How Do I Interpret My MBE Scores?

The scaled score provided the testing agency as part of an examinee’s test results is compared to the cut off for MBE scores in the state where the examinee is taking the bar exam to interpret Multistate Bar Examination (MBE) scores. The examinee has passed the multistate portion of the exam if the scaled score is higher than the cutoff. In the state’s bar examination process, the examinee must also determine the weight given to MBE scores. Some states consider the MBE to be half of the total score required to pass the bar exam, while others give it less weight.

Each state in the United States sets its own requirements for allowing lawyers to practice and administers its own bar exam. The MBE is a standardized multiple-choice test developed the National Council of Bar Examiners that states can use in their bar admissions process. It assesses knowledge of constitutional law, contracts, criminal law, evidence, real property, and torts in multi-jurisdictional contexts. The MBE is used to test general legal knowledge, while an essay section is used to test state-specific knowledge in most states. Each part of the exam is then given a weight the state to determine an overall state bar exam score.

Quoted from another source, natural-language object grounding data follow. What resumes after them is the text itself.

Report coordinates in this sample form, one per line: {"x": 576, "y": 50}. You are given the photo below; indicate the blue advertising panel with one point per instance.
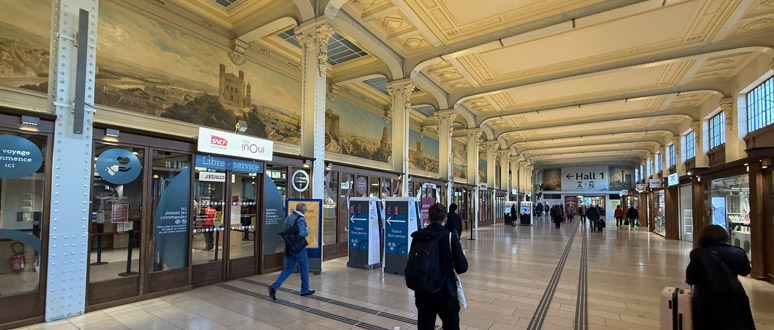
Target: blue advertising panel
{"x": 171, "y": 222}
{"x": 223, "y": 164}
{"x": 19, "y": 157}
{"x": 118, "y": 166}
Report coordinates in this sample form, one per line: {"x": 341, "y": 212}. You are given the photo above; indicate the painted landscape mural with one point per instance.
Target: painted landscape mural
{"x": 354, "y": 131}
{"x": 460, "y": 160}
{"x": 25, "y": 28}
{"x": 423, "y": 152}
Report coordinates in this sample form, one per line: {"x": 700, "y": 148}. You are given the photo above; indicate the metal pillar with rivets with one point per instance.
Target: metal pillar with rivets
{"x": 71, "y": 97}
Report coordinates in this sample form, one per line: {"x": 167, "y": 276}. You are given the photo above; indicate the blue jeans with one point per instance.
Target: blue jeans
{"x": 290, "y": 263}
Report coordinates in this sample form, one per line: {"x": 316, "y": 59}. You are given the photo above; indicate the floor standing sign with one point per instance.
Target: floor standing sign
{"x": 364, "y": 237}
{"x": 313, "y": 217}
{"x": 402, "y": 221}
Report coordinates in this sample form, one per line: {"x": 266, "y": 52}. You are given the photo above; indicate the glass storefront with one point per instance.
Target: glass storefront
{"x": 22, "y": 207}
{"x": 659, "y": 215}
{"x": 730, "y": 198}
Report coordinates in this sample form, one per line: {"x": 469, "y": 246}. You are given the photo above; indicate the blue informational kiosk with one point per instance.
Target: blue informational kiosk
{"x": 402, "y": 218}
{"x": 365, "y": 217}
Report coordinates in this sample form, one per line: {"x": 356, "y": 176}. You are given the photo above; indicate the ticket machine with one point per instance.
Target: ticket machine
{"x": 365, "y": 217}
{"x": 402, "y": 219}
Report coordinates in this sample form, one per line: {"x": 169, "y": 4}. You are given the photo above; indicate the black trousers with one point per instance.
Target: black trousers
{"x": 443, "y": 305}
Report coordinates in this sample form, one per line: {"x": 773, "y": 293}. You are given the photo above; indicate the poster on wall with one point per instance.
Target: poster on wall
{"x": 552, "y": 179}
{"x": 585, "y": 178}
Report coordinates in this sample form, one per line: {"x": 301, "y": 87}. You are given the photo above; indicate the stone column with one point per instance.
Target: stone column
{"x": 702, "y": 144}
{"x": 503, "y": 156}
{"x": 313, "y": 37}
{"x": 491, "y": 158}
{"x": 445, "y": 158}
{"x": 679, "y": 166}
{"x": 400, "y": 93}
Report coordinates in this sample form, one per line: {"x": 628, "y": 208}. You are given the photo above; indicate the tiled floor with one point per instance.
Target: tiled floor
{"x": 510, "y": 268}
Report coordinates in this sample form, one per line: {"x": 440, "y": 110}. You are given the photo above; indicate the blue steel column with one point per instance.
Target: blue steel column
{"x": 68, "y": 250}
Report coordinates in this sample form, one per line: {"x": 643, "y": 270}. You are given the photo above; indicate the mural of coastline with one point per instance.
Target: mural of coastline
{"x": 354, "y": 131}
{"x": 154, "y": 68}
{"x": 460, "y": 160}
{"x": 552, "y": 179}
{"x": 25, "y": 28}
{"x": 423, "y": 152}
{"x": 482, "y": 171}
{"x": 621, "y": 178}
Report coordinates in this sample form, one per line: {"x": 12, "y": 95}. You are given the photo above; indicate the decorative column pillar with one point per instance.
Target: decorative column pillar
{"x": 504, "y": 185}
{"x": 445, "y": 158}
{"x": 400, "y": 93}
{"x": 472, "y": 149}
{"x": 679, "y": 166}
{"x": 313, "y": 37}
{"x": 702, "y": 144}
{"x": 491, "y": 158}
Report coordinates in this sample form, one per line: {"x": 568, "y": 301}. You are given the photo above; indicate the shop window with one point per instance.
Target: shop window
{"x": 760, "y": 106}
{"x": 690, "y": 145}
{"x": 730, "y": 198}
{"x": 329, "y": 207}
{"x": 672, "y": 159}
{"x": 717, "y": 130}
{"x": 171, "y": 181}
{"x": 22, "y": 192}
{"x": 116, "y": 212}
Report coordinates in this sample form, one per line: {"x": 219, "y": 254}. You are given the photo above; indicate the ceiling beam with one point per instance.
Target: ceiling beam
{"x": 714, "y": 87}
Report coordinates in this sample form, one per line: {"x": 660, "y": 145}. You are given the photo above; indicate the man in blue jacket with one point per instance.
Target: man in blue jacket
{"x": 291, "y": 259}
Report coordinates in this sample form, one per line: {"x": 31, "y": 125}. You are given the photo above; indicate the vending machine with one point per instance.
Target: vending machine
{"x": 401, "y": 221}
{"x": 365, "y": 218}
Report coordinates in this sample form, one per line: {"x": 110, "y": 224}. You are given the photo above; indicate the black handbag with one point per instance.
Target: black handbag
{"x": 294, "y": 243}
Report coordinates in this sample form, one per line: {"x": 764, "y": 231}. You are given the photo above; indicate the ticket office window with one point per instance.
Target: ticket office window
{"x": 116, "y": 238}
{"x": 22, "y": 213}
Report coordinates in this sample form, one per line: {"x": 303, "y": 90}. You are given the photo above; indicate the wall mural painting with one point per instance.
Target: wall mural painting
{"x": 482, "y": 171}
{"x": 621, "y": 178}
{"x": 552, "y": 179}
{"x": 354, "y": 131}
{"x": 153, "y": 68}
{"x": 423, "y": 152}
{"x": 460, "y": 160}
{"x": 25, "y": 29}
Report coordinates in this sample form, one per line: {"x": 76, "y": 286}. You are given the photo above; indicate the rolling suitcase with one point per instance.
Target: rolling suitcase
{"x": 675, "y": 311}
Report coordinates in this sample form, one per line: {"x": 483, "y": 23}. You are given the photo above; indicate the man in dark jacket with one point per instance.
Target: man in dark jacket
{"x": 632, "y": 215}
{"x": 454, "y": 221}
{"x": 443, "y": 303}
{"x": 593, "y": 214}
{"x": 718, "y": 298}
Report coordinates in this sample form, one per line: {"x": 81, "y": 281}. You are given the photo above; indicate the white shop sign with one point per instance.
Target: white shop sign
{"x": 234, "y": 145}
{"x": 589, "y": 178}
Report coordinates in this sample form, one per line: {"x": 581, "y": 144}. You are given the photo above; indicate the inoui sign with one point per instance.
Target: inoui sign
{"x": 585, "y": 178}
{"x": 225, "y": 143}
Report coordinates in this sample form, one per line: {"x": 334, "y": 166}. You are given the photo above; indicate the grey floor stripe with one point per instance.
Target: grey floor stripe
{"x": 342, "y": 304}
{"x": 545, "y": 301}
{"x": 315, "y": 311}
{"x": 581, "y": 305}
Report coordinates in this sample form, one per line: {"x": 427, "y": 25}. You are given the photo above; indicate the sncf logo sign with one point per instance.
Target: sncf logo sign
{"x": 218, "y": 141}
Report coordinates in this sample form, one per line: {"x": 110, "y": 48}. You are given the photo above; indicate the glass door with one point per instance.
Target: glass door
{"x": 208, "y": 226}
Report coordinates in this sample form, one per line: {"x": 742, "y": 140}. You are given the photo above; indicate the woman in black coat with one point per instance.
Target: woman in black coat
{"x": 718, "y": 298}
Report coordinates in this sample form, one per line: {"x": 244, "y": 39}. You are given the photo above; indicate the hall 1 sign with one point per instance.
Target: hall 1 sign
{"x": 585, "y": 178}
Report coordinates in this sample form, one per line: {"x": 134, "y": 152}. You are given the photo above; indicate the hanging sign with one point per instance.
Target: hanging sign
{"x": 585, "y": 178}
{"x": 225, "y": 143}
{"x": 300, "y": 180}
{"x": 673, "y": 179}
{"x": 19, "y": 157}
{"x": 118, "y": 166}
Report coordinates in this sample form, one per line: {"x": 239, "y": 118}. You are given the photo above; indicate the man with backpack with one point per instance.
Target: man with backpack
{"x": 434, "y": 257}
{"x": 295, "y": 252}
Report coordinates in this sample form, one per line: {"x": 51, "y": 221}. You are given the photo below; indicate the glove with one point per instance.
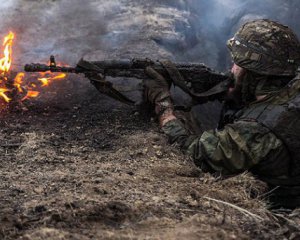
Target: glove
{"x": 157, "y": 91}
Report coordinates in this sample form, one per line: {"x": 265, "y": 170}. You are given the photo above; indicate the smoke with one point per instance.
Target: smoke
{"x": 181, "y": 30}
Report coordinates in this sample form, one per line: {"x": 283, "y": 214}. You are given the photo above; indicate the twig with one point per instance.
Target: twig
{"x": 11, "y": 145}
{"x": 242, "y": 210}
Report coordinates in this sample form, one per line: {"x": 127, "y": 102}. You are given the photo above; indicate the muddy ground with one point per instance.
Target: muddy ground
{"x": 81, "y": 166}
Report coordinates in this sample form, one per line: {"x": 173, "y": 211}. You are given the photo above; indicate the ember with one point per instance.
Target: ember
{"x": 17, "y": 86}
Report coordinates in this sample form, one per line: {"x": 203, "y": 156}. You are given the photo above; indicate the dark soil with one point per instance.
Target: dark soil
{"x": 81, "y": 166}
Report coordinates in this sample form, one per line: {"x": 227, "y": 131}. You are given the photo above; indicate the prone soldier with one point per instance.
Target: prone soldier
{"x": 259, "y": 129}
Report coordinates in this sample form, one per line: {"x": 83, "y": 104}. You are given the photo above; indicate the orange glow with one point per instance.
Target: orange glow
{"x": 30, "y": 94}
{"x": 18, "y": 81}
{"x": 20, "y": 85}
{"x": 6, "y": 61}
{"x": 3, "y": 95}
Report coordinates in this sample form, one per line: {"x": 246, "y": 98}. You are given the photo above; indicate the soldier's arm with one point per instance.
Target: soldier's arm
{"x": 238, "y": 147}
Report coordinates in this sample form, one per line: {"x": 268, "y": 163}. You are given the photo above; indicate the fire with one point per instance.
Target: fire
{"x": 19, "y": 84}
{"x": 5, "y": 62}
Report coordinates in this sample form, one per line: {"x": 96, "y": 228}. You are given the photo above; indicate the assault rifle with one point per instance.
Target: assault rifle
{"x": 192, "y": 78}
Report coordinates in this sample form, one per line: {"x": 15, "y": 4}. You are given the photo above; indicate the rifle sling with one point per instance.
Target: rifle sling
{"x": 179, "y": 81}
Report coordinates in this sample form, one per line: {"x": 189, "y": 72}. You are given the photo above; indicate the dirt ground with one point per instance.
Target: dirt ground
{"x": 81, "y": 166}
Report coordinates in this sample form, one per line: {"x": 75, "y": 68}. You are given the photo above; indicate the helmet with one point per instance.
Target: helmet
{"x": 266, "y": 47}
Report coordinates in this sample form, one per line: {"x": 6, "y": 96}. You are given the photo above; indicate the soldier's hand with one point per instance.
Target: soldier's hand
{"x": 157, "y": 91}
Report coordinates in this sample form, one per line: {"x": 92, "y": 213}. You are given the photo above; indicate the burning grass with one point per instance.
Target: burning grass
{"x": 18, "y": 86}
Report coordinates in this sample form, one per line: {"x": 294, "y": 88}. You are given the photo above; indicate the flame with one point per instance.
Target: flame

The MBE has 200 questions, with 190 of them contributing to the examinee’s raw score. The raw scores are subjected to equating, a statistical process in which the testing agency assigns a difficulty level to each of the exam’s questions. Two examinees may have the same raw score or answer the same number of questions correctly, but their scaled scores may differ due to the difficulty level of the questions. The statistical computations that are applied to the raw scores to transform them into scaled scores are a little more complicated, but the testing agency does not publish the exact formula.

Equating adjusts MBE scores for each test session based on difficulty, ensuring that no examinee gains or loses taking a more difficult or easier version of the test. Even though the actual questions change, the process is supposed to ensure that the entire test has the same overall difficulty level across testing sessions. Its validity, however, is contingent on a subjective assessment of each question’s difficulty.